100th Post: Giving Thanks

" Sunrise: A New Day" photo by orange tulip









this is my 100th post in this blog which has been a therapy for me for the last couple of years. life has not been generally kind to me but after all that i went through, i am still up and standing tall. after all what happened to my family and close friends which at first i was unable to comprehend, life went on and yeah i am alive.






my brother just had his fourth major surgery a couple of days ago. advanced technology has somehow eliminated the physical pains of undergoing through the necessary procedure. his third major operation four months back took him ten hours, now its four hours and he came out of the recovery room weak but half conscious. listening to his voice telling me he is okay was- indeed, "priceless" i wanted to burst out in a song and weep with joy but i resolved to keep calm and gladly listened to his voice as he told me his fervent wish- not to undergo another operation again. i told him we can still be thankful because despite all the physical pains and emotional difficulties that he has endured as a part of his traumatic experience and consequently making life dysfunctional to his wife, children and family hardships in all aspects that we have to endure, he is still alive. it is a miracle giving him the chance to re-evaluate everything in his life and go back to the basics: discover what really matters, and realise that everything he has and still is- is due to God's abundant grace.

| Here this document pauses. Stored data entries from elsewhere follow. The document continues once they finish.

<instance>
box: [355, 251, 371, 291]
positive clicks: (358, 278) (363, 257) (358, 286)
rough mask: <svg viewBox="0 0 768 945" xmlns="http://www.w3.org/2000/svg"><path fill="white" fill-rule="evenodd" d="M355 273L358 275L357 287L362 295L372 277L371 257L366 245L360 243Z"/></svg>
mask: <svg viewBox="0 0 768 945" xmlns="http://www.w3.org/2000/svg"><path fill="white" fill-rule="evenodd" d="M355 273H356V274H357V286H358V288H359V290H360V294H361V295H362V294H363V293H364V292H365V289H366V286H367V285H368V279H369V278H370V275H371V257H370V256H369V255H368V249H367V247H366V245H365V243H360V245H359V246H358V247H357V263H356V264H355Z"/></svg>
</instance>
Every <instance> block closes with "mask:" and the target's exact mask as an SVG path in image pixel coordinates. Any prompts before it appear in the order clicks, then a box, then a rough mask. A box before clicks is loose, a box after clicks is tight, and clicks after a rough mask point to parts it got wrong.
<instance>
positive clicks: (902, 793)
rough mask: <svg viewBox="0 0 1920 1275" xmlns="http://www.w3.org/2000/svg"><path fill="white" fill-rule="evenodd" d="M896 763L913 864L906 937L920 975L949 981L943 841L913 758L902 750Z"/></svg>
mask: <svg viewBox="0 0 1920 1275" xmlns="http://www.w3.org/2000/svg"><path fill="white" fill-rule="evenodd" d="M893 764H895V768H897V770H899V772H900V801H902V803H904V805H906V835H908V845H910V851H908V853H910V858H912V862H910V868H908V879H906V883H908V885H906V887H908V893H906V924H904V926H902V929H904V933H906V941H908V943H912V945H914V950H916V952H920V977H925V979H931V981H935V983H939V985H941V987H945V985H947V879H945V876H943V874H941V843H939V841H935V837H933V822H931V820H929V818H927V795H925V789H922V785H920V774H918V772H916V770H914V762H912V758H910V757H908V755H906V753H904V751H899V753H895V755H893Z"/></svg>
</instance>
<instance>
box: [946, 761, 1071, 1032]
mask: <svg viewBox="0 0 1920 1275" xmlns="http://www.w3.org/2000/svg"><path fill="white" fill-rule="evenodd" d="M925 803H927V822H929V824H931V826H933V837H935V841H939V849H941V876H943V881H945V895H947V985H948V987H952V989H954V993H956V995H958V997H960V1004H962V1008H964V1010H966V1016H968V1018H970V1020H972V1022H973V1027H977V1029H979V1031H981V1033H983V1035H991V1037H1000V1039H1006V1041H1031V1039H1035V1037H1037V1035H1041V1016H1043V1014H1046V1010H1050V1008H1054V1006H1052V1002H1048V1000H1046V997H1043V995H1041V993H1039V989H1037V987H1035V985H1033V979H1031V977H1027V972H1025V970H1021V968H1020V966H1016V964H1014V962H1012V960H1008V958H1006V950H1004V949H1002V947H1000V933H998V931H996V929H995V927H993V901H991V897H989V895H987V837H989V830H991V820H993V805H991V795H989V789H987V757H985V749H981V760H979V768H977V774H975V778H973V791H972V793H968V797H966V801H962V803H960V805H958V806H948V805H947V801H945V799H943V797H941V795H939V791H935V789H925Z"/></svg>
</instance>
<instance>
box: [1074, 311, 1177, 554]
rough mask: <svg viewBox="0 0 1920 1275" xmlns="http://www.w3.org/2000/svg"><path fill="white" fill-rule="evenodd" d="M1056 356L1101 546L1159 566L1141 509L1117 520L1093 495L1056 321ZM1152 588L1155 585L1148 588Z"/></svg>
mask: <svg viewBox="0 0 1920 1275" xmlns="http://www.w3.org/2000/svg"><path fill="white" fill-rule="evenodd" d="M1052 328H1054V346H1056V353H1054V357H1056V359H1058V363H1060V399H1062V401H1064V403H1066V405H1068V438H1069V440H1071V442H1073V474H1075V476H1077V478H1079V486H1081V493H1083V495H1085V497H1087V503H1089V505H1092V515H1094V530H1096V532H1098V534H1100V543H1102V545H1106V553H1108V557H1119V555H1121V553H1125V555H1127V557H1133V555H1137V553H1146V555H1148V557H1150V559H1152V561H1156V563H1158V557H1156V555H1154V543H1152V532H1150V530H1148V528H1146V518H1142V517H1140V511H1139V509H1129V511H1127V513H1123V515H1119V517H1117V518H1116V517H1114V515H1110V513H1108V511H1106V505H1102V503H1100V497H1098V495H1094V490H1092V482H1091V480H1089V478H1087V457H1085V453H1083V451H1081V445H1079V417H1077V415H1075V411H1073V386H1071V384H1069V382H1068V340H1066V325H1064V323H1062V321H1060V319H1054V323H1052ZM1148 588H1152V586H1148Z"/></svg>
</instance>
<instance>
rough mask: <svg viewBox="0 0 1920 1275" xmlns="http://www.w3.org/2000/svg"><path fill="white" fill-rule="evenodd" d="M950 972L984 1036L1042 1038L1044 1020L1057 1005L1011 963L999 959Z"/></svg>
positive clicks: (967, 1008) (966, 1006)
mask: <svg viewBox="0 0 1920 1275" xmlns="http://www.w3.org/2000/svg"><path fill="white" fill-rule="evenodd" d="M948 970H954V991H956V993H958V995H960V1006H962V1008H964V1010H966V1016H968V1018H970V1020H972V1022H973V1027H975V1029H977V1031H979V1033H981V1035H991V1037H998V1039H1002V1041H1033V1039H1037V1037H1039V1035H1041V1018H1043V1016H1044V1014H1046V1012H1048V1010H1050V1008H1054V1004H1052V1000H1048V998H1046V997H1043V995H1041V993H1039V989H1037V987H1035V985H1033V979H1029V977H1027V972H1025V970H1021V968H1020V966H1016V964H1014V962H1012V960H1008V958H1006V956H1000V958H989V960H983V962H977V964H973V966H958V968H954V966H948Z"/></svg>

we do not have any idea how long will he stay in the hospital, how long will it take for him to physiologically function normally, how long before he himself would be emotionally healed from his total experience but we are full of hope that yes- he can through God's grace.








i am thankful to have prayerful parents who begins and ends their day asking God to pour out His grace to all their children. i am thankful for relatives and friends who in one way or another conveyed their concern to my brother and to us. i am thankful for my brother's wife who through it all, has been a pillar of strength for their little family. i am thankful for my kid sister who practically stopped her regular activities to devote her time and energy assisting my sister-in-law or taking good care of the patient herself - from the time my brother was bed-ridden, wheel chair bound, started using crutches and as he continues to undergo therapy for the possibility of walking again.






i thank God for the strength of character that He gave me- to encourage the discouraged to keep going no matter what- to make them smile when they all wanted to do was cry and to let them remember that sunsets are not signals to a day's end but for us to look forward for the next sunrise. and each sunrise is another chance to celebrate a day added up to each person's life on this world of mortals-where we are.






all through this time, i have discovered that "full surrender" is the beginning of freedom and " letting go and letting God" is not a sign of weakness but strength and trusting is not a passive but an active verb.






i thank God for the lessons that the circumstances has brought me. and i thank God for the sunrise and many more to come.